12 Temmuz 2014 Cumartesi

Toplumda sadece iktidar partisine oy verenlerin değil tüm vatandaşların vergileriyle varlığını sürdüren ve bu nedenle “kamu yayıncılığı” yapması gereken TRT, Cumhurbaşkanlığı seçim takviminin başlamasıyla birlikte yine kötü bir sınav veriyor. Adaylar arasında Tayyip Erdoğan’a sağladığı sonsuz krediyle, onu adım adım takip ediyor. Erdoğan söz konusu olduğunda, mitingler olsun, iftar yemekleri olsun her yerden kesintisiz canlı yayınlar yaparken, diğer iki adaya ayırdığı yayın süresi bu yayınların onda, yirmide, hatta yüzde birini bulmuyor ve çoğu kez de hiç yer verilmiyor.
Özellikle milyonlarca insana aynı anda ulaşabilen, bu anlamda çoğu zaman meydanlarda yapılan mitinglerden çok daha etkili bir güce sahip olan televizyon kanallarının, ülkenin geleceğinin tayin edileceği önemli bir seçim arifesinde, toplum karşısında kendilerini ifade etme ihtiyacı duyan politikacıların ve onları layıkıyla tanıma hakkına sahip vatandaşların ihtiyaçları göz önünde bulundurularak her zamankinden çok daha hassas, adaletli ve eşitlikçi bir yayın anlayışı sürdürmesi gerekir. Evrensel yayın ahlakının temel niteliklerinden biri olması gereken bu tavır, hele ki söz konusu bir kamu yayıncısıysa mecburi, hayati bir değer haline dönüşür, dönüşmelidir. Fakat ne yazık ki TRT bu değerleri umursamadan yayın politikasını sürdürürken beklenildiği gibi bu tutumu karşısında hiçbir yaptırımla karşılaşmıyor.
Bu arada, rakipleri, “Cumhurbaşkanı seçilirseniz Kuran’ı iptal mi edeceksiniz?” türünden akıllara ziyan sorulara soğukkanlılıkla cevap verirken Erdoğan, herhangi bir somut ya da etkili muhalif duruşla, ciddi sayılabilecek bir soru ya da sorgulamayla bile muhatap olmuyor. Samsun’dan, Erzurum’dan doğru başladığı kampanyasına bir tür yeni kurtuluş mücadelesi, yeni bir tarih oluşturma çabası ve arzusunun hâkimiyeti üzerinden epik bir anlam yükleme peşinde, gönül rahatlığıyla ilerliyor.
Hakkında bin bir türlü suçlama ve haksız yakıştırma yapılan İhsanoğlu ise tüm ağırbaşlılığı, sessiz ama derinden hazırcevaplılığı ve taklitten, ezberden uzak özgünlüğüyle bunların altından kalkabiliyor. Sesini yükseltmeden, olayları kişiselleştirmeden, polemiğe girmeden, kendine, bilgisine ve donanımına güvenerek ve bu güveni sonuna kadar hak ederek, dengeli bir biçimde yolunda ilerliyor. Fakat bu yolda, gerek arkasındaki örgüt ve organizasyon, gerekse medya desteği bakımından ve elbette bütçesel açıdan, ciddi bir eşitsizliğin dezavantajlı tarafı olmaktan kurtulamıyor.

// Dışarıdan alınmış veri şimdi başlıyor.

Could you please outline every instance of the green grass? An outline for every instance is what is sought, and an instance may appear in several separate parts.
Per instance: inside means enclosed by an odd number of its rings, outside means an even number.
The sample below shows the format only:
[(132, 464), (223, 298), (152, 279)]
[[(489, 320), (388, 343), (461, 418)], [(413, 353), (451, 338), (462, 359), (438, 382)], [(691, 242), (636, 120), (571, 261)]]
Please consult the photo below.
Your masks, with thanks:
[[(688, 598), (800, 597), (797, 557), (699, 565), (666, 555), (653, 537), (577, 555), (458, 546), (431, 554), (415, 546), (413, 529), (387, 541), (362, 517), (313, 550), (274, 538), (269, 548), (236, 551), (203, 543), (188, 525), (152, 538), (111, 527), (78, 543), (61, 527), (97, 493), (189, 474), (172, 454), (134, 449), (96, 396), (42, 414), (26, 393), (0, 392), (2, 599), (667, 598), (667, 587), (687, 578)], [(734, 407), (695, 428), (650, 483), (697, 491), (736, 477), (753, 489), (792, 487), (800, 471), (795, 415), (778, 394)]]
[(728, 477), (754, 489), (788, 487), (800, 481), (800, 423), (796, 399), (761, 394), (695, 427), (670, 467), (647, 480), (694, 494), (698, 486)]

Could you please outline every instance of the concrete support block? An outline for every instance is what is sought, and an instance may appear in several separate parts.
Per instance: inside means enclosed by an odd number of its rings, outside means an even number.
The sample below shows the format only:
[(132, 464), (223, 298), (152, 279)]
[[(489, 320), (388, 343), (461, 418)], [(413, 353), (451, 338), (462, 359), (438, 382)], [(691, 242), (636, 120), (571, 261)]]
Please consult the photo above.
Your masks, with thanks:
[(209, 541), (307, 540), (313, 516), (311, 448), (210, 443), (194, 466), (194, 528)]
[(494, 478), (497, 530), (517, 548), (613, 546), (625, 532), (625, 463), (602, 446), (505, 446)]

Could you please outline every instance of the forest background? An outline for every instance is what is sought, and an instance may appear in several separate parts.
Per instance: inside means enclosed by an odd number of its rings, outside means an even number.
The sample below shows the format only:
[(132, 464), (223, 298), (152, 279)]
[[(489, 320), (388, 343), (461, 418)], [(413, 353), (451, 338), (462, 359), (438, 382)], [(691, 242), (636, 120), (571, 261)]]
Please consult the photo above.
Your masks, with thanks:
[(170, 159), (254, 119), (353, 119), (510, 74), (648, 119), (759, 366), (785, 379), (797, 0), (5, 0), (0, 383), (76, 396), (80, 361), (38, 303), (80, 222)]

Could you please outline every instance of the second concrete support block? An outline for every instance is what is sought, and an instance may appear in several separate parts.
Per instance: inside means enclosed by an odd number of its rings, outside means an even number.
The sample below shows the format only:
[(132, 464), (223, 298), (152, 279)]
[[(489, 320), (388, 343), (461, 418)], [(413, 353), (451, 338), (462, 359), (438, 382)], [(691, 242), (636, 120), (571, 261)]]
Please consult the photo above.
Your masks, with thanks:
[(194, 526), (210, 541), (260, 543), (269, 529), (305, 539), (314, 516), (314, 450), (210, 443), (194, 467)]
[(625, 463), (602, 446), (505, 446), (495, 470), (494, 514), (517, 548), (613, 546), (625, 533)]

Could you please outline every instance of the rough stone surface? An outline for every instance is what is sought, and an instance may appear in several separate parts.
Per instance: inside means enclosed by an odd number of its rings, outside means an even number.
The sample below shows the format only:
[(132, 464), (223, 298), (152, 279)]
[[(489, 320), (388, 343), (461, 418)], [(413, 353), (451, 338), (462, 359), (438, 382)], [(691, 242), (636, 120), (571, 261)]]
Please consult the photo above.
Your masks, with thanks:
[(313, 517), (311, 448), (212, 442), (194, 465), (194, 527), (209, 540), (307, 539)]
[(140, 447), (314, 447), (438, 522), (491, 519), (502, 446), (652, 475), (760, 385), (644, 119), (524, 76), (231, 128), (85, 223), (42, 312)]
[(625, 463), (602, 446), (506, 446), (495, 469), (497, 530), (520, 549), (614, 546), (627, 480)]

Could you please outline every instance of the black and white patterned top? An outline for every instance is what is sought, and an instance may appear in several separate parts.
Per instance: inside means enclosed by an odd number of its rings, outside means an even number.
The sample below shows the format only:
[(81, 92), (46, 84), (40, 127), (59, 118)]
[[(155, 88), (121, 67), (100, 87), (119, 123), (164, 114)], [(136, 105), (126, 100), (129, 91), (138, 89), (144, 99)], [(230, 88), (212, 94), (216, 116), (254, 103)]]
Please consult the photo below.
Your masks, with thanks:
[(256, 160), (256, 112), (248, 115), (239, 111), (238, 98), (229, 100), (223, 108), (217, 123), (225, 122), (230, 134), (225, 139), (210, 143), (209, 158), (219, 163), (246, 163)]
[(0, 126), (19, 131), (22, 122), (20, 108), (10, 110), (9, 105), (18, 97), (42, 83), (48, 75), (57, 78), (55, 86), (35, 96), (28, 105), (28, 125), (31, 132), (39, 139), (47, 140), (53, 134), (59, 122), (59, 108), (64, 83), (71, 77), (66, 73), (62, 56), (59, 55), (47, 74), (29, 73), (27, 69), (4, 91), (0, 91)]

Müslümanın Müslümana ettiği…

İsrail Gazze’de, çoluk çocuk demeden Müslümanları bombalamaya kaldığı yerden devam ederken Irak’ta Müslümanların kafasını kesen “sözde Müslümanlardan” oluşan IŞİD, “Allah adına” aldığı canları, bin bir türlü canilikle kopardığı kelleleri cihat yolunda mubah ve mübarek sayıyor. Daha doğrusu, temelde kendi çıkar, para ve iktidar savaşları için onlara can ve rol verenlerin hedeflerini kamufle etmek üzere, öyle sayılması gerektiği öne sürülüyor. Ve bu kanlı oyunda gâvurun Müslüman’a ettiği eziyetin bin beterini Müslüman Müslümana reva görüyor. Ortadoğu din ve mezhep savaşlarıyla kavrulurken yıllardır pervasız dış politika adımlarıyla karanlığa sürüklenen ülkemizin, en büyük metropolü olan İstanbul’da son haftalarda, ortak özellikleri Caferilerin ibadet için yoğunlukla gittikleri yer olan iki ayrı cami kundaklandı.
Peki, camilere ayakkabıyla girildiği iddiası karşısında ortalığı ayağa kaldıran iktidarın kundaklanan yani yakılmaya çalışılan camilerle ilgili sesini çıkarmamayı tercih etmesini nasıl izah etmeliyiz dersiniz?